Forget all the box stores. Go to Outcast and be done with it.


----------



## Boat-Dude (Sep 24, 2011)

*Outcast Tackle & Marine
*3520 Barrancas AvePensacola, FL 32507
(850) 457-1450


----------



## AUtigerfan (Sep 16, 2014)

What action ans length for the rod. I was thinking no less than 10'.


----------



## Chris V (Oct 18, 2007)

I saw your message in my visitor messages just now. Was going to reply there. What kind of lures/species are you going to be focused on? That’s really going to dictate the model and action/length of rod.


----------



## AUtigerfan (Sep 16, 2014)

Trout, whiting, reds, founder, lady fish for live bait, etc. As of now I just want to get the experience. 
My goal is to have the knowledge to pick the lure that is needed to catch the fish that is running during that time of year.
Example, you said the other night you were using top water plugs at night in the surf, I never knew that was an option. Lol. Almost all of my experience in fishing is freshwater. 
So I have a lot to learn. Butt seeing this I is an edyubukated I learn reel quick like. Just needling someone gonna show me. Lol.
I do appreciate your time.


----------



## SurfFishingMeister (Aug 18, 2015)

If your going stationary fishing then a 12 foot ugly stick is the way to go, I fish 2 of them, set them down in the rod holders and sit back in my chair and chill!


----------



## AUtigerfan (Sep 16, 2014)

I have the stationary fishing good to go. I want to give myself more fishing options.
I don't always feel like hauling out the gear to the beach. I work in East Hill so a quick trip to the beach to do an hour or so of fishing is what I want to be able to do.


----------



## Chris V (Oct 18, 2007)

I don’t recommend anything longer than 10’6” and realistically, to effectively fish lures for the species mentioned, I’d suggest something from 7’6” to 9’. I’ve tried a lot of different lighter action surf rods and steelhead sticks and still can’t find anything longer than 9’ that possesses the feel and sensitivity needed for that style of fishing and the techniques used. Daiwa has a new series coming out that are supposed to cater to lighter tackle surf fishing and I’m hoping to have a couple in hand soon. 

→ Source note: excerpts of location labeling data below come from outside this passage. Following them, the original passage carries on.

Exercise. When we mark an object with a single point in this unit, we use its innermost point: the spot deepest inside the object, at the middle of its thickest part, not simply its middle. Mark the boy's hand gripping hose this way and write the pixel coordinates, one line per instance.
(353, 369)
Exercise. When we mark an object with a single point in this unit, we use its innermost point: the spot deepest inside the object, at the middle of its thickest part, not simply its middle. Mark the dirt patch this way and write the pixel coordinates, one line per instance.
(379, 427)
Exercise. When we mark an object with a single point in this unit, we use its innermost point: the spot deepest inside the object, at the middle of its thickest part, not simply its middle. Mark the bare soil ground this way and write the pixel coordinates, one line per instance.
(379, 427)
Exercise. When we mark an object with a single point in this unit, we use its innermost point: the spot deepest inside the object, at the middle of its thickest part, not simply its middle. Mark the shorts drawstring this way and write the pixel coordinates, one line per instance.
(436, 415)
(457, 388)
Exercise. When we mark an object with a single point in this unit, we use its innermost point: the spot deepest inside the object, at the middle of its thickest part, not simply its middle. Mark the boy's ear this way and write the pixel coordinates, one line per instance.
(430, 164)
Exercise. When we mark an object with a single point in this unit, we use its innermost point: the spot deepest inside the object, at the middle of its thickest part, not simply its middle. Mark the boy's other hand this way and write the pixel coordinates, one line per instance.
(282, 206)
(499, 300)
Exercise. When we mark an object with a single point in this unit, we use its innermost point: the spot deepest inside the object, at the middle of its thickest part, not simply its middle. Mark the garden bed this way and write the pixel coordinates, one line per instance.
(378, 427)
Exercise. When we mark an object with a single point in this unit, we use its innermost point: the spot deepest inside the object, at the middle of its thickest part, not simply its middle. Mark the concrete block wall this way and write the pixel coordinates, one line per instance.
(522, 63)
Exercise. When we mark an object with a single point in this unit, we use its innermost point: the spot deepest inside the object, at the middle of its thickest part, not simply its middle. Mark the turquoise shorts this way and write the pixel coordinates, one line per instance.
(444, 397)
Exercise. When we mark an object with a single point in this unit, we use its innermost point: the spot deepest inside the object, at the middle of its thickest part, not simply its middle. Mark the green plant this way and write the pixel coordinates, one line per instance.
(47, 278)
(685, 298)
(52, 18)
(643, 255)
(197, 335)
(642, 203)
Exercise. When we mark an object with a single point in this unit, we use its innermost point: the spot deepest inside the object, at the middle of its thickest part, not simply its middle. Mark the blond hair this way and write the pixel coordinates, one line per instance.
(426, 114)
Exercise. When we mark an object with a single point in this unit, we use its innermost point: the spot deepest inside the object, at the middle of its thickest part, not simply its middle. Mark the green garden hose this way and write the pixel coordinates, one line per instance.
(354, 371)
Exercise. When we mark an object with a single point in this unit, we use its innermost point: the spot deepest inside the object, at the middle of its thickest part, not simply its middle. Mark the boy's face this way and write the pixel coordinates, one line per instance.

For now, look at the Tica Samira series, Daiwa Coastal SP, Tsunami Distance Special and Star Stellarlite. All offer good choices under 150 bucks.


----------



## AUtigerfan (Sep 16, 2014)

Thanks for the information. My thinking was that I would need the 11' - 12' rod for distance, but now I know otherwise.


----------



## Solace (Apr 23, 2009)

Chris V is the man! Shipping on oversized rods is now absurd. Do your research as you are, then visit your local tackle shop to purchase.


----------